In this big global village we are living in, everybody has a right to give their opinion and say what and how they feel about things that are of interest to them. However, I think that the social and political situation in South Africa since the ANC came to power has not changed in the interest of black people. The ANC government has done very little to empower the suffering black population, but it seems as though the powerful western media is more interested in trying to make Mr Mandela a political saint, because the ANC regime is not interested in making political changes that will affect those big mining companies that are exploiting workers since the days of the apartheid system.

The ANC has disbanded its original manifesto and, most likely, behind the scenes the ANC leadership must have bargained some kind of political deal with the former leaders of the racist apartheid system, whereby the ANC will become the ruling elected party with black leadership but they will not interfere with the economic power base established under the old apartheid system. Unfortunately, it seems as though the media promotion of Mr. Mandela as a god forgiving person has captured the minds of millions of black people globally.

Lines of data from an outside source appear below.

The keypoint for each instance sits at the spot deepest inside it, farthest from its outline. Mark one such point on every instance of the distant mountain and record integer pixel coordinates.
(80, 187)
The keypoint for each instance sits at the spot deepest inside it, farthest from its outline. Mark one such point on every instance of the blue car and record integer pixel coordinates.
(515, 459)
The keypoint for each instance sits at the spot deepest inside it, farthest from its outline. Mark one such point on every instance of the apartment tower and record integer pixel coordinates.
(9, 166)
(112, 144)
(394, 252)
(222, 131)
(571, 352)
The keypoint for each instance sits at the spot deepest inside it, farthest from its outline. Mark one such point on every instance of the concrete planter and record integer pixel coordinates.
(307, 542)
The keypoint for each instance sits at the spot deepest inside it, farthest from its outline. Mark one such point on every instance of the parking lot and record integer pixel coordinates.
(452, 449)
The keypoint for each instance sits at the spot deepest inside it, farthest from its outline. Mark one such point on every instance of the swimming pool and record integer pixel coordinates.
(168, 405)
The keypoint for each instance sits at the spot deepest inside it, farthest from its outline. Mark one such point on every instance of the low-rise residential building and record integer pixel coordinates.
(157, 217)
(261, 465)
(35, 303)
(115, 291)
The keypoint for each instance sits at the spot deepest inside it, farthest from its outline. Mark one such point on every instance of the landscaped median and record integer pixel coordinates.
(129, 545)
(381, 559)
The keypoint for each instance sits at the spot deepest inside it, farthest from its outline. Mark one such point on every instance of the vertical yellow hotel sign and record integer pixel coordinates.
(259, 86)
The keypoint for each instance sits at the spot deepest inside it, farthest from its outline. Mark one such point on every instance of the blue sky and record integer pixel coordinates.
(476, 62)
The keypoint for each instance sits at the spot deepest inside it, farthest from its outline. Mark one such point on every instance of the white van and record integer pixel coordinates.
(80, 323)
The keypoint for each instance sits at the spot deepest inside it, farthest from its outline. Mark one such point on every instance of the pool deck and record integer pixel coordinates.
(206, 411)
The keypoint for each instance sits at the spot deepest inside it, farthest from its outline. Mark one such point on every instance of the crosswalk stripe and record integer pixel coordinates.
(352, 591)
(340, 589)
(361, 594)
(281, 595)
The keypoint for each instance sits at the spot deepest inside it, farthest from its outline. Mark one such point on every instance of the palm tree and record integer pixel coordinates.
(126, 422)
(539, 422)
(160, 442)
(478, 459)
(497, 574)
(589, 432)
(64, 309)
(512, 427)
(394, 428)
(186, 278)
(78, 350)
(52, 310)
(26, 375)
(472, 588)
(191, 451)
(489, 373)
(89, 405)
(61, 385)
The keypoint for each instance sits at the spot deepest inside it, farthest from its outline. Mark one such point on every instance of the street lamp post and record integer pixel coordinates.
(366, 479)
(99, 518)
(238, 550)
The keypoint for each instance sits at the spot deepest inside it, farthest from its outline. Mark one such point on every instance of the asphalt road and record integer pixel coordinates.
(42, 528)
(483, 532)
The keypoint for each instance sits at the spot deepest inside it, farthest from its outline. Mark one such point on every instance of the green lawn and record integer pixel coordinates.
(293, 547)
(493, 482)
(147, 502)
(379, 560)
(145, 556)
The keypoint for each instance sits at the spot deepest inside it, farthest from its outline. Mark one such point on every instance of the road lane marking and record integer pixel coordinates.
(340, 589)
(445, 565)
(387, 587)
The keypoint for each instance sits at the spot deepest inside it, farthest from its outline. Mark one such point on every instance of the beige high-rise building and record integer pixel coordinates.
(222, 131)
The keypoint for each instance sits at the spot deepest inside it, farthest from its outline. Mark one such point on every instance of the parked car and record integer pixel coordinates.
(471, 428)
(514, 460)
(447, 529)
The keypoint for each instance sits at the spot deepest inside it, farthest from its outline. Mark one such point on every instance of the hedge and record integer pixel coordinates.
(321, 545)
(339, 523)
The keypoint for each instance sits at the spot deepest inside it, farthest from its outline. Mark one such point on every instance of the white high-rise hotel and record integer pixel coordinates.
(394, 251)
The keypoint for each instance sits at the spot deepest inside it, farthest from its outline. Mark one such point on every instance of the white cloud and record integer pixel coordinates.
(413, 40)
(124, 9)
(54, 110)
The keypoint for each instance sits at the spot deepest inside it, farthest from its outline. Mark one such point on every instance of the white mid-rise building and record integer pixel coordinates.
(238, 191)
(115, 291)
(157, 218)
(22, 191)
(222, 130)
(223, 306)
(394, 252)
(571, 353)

Now that Mr. Mandela is very old and sick, there is great concern that his departure from this life will create tension within the ruling ANC. The black political elite that are benefiting from this present ANC regime are scared that other members within the party ranks might want to make some social and political changes in the interest of the majority of suffering poor uneducated black population, who still live in some of the most miserable living conditions, worse than their African brothers and sisters in Brazil ghettos.

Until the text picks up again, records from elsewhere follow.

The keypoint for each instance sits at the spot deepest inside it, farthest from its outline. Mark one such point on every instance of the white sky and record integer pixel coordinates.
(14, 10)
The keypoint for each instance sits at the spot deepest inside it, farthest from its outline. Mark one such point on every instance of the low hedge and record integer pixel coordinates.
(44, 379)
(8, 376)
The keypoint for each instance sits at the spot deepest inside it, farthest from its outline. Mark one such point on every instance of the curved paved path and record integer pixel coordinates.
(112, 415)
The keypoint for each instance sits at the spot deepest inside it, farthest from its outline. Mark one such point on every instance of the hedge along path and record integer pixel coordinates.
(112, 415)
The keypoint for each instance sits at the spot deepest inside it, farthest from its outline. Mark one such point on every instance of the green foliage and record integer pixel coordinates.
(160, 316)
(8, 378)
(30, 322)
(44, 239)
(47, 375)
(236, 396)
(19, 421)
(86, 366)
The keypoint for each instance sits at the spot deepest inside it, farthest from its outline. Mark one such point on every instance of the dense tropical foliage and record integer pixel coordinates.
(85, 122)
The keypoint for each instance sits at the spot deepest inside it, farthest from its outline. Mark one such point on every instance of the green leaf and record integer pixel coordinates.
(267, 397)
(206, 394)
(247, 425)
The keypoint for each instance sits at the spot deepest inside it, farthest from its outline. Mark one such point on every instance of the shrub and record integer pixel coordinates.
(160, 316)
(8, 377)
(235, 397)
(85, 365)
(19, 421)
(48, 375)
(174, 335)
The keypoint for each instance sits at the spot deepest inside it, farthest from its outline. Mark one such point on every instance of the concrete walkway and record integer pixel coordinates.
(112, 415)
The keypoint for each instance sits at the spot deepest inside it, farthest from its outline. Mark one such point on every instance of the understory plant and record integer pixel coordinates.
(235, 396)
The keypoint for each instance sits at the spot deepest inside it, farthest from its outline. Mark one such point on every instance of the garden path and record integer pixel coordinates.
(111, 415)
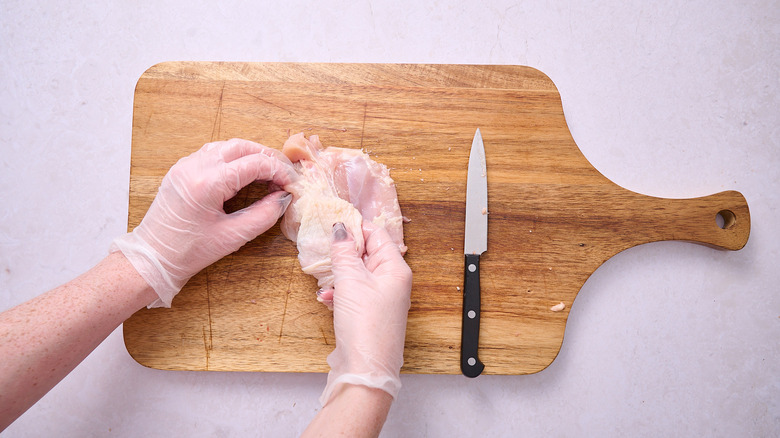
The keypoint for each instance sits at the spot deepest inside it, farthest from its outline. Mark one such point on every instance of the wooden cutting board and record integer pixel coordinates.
(553, 217)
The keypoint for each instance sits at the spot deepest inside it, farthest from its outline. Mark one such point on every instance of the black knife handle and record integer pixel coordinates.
(470, 364)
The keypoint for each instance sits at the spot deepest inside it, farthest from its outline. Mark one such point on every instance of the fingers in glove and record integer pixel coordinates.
(381, 251)
(258, 217)
(343, 254)
(247, 169)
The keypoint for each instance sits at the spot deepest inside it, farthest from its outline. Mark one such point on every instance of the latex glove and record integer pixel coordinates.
(187, 229)
(371, 300)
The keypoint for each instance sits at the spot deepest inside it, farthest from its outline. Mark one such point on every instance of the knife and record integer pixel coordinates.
(475, 243)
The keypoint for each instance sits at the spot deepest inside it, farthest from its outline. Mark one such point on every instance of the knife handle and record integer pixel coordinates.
(470, 364)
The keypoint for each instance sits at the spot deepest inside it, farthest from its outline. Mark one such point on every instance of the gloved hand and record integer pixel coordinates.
(187, 229)
(371, 300)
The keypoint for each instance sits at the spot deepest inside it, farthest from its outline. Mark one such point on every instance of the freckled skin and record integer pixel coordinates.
(46, 337)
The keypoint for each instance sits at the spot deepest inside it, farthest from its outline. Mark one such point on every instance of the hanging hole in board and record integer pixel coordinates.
(725, 219)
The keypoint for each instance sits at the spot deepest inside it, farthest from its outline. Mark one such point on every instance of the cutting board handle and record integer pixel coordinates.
(721, 220)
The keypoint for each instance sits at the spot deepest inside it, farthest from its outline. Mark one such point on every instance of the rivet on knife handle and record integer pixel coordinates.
(470, 365)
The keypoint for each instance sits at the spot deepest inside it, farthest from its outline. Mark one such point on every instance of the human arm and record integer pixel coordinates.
(371, 301)
(43, 339)
(185, 230)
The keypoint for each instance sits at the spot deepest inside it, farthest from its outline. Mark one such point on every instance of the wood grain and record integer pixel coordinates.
(553, 218)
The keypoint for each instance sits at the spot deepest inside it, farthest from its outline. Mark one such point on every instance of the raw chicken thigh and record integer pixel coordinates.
(336, 185)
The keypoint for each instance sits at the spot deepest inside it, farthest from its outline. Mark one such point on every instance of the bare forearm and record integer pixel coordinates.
(353, 411)
(42, 340)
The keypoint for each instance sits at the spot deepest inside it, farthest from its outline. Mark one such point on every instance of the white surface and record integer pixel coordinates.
(674, 99)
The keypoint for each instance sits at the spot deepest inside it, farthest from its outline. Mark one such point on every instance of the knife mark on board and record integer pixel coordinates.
(215, 131)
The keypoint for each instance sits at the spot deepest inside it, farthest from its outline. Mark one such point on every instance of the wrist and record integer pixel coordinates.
(144, 261)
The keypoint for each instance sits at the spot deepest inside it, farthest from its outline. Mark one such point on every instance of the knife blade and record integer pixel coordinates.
(475, 243)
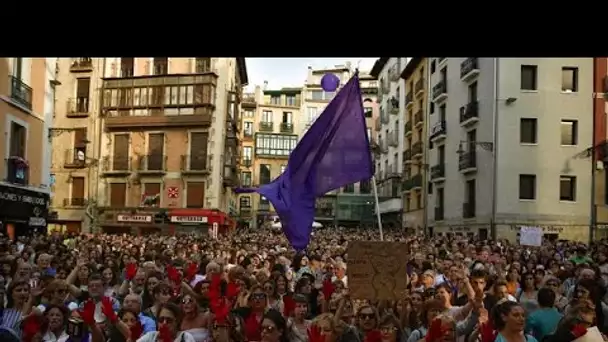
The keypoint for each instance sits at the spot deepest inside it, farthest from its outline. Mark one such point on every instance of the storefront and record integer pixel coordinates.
(22, 211)
(201, 221)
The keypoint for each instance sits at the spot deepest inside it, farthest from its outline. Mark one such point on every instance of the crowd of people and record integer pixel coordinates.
(252, 286)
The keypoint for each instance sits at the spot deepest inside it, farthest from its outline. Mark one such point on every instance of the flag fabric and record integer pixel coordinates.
(333, 153)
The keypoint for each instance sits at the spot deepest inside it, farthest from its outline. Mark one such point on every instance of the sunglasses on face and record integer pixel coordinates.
(268, 329)
(166, 320)
(366, 316)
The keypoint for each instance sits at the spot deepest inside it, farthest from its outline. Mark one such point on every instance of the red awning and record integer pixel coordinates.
(213, 216)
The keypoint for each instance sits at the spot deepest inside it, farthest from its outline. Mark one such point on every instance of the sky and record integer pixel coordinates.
(291, 72)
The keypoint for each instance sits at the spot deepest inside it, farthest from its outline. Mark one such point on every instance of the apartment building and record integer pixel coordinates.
(352, 205)
(169, 151)
(510, 154)
(599, 152)
(390, 138)
(415, 165)
(26, 121)
(269, 135)
(75, 140)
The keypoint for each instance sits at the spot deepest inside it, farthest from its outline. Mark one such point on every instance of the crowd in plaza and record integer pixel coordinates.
(252, 286)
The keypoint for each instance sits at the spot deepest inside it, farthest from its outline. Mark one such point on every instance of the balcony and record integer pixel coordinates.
(468, 210)
(438, 173)
(419, 118)
(116, 165)
(248, 101)
(152, 164)
(75, 202)
(469, 114)
(385, 87)
(78, 107)
(408, 128)
(75, 159)
(393, 106)
(407, 158)
(248, 135)
(266, 126)
(21, 93)
(469, 69)
(286, 127)
(416, 182)
(81, 64)
(467, 162)
(439, 131)
(417, 149)
(159, 101)
(409, 100)
(440, 91)
(384, 117)
(438, 213)
(393, 73)
(419, 87)
(17, 170)
(195, 164)
(393, 139)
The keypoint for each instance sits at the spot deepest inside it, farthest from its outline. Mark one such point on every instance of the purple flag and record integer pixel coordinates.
(333, 153)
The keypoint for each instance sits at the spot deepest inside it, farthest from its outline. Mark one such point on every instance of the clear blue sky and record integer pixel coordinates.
(291, 72)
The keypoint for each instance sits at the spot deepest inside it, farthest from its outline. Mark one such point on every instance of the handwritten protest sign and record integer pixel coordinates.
(377, 270)
(530, 236)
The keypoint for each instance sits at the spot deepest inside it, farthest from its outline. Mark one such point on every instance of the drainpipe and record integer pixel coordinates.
(495, 148)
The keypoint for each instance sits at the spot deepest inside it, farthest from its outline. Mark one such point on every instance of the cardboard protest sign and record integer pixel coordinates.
(377, 270)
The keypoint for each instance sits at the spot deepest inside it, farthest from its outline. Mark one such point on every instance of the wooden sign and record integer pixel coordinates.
(377, 270)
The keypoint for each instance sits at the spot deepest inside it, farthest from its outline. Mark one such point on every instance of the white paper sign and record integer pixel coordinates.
(530, 236)
(592, 335)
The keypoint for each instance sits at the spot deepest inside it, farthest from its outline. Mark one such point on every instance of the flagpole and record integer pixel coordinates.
(377, 207)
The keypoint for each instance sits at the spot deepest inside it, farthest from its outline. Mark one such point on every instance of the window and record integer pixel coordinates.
(77, 196)
(275, 100)
(365, 187)
(245, 202)
(202, 65)
(83, 86)
(312, 114)
(264, 174)
(527, 187)
(161, 65)
(567, 188)
(248, 128)
(275, 144)
(150, 196)
(287, 117)
(126, 66)
(569, 132)
(18, 140)
(195, 194)
(349, 189)
(527, 131)
(247, 152)
(246, 178)
(290, 100)
(118, 195)
(528, 77)
(570, 79)
(473, 92)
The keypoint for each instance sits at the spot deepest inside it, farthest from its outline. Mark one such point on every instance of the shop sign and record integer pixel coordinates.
(134, 218)
(189, 219)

In addition, some people believe that out of evil come good things in the future but in the case of what is going on in most parts of Africa, especially in South Africa and the Democratic Republic of Congo, it seems as though out of good comes evil. The rich natural resources in those two countries attract envious business people and powerful political leaders across the globe and, due to that enviousness by outside forces, the citizens of those two countries are suffering. Their human values are not respected because they are living on lands that are rich in natural resources.

And as we are seeing presently on the television news reports, Congolese citizens are running away from their homes and villages because armed bandits from a neighboring country keep invading their lands, and stealing the rich natural resources in the interest of some big foreign companies, while the United Nations is doing very little to stop the crisis.

In South Africa, the situation is almost the same as in the Congo, even though there is no foreign military invasion terrorizing the masses of South African people. However, the power structure that Mr Mandela and his ANC party inherited from the apartheid system still remains the same. The predominately black ANC government is just a group of politicians with darker skin color. And even though the political icon of today's South Africa will die of natural causes as a hero, it seems as though his contribution towards the struggle against the racist apartheid system is far from over. And as long as there is no paradigm shift in the interest of the suffering poor people in South Africa, how can we say that Mr. Nelson Mandela is a hero?

He was not the only one who suffered during the racist apartheid system. What about those others who fought and died during the struggle?

 

• Hudson George has a BA in Social Science from York University, Toronto, Canada. He has been writing since his early teenage years and now contributes letters and articles to a number of Caribbean newspapers. Re-printed with the permission of caribbeannewsnow.com.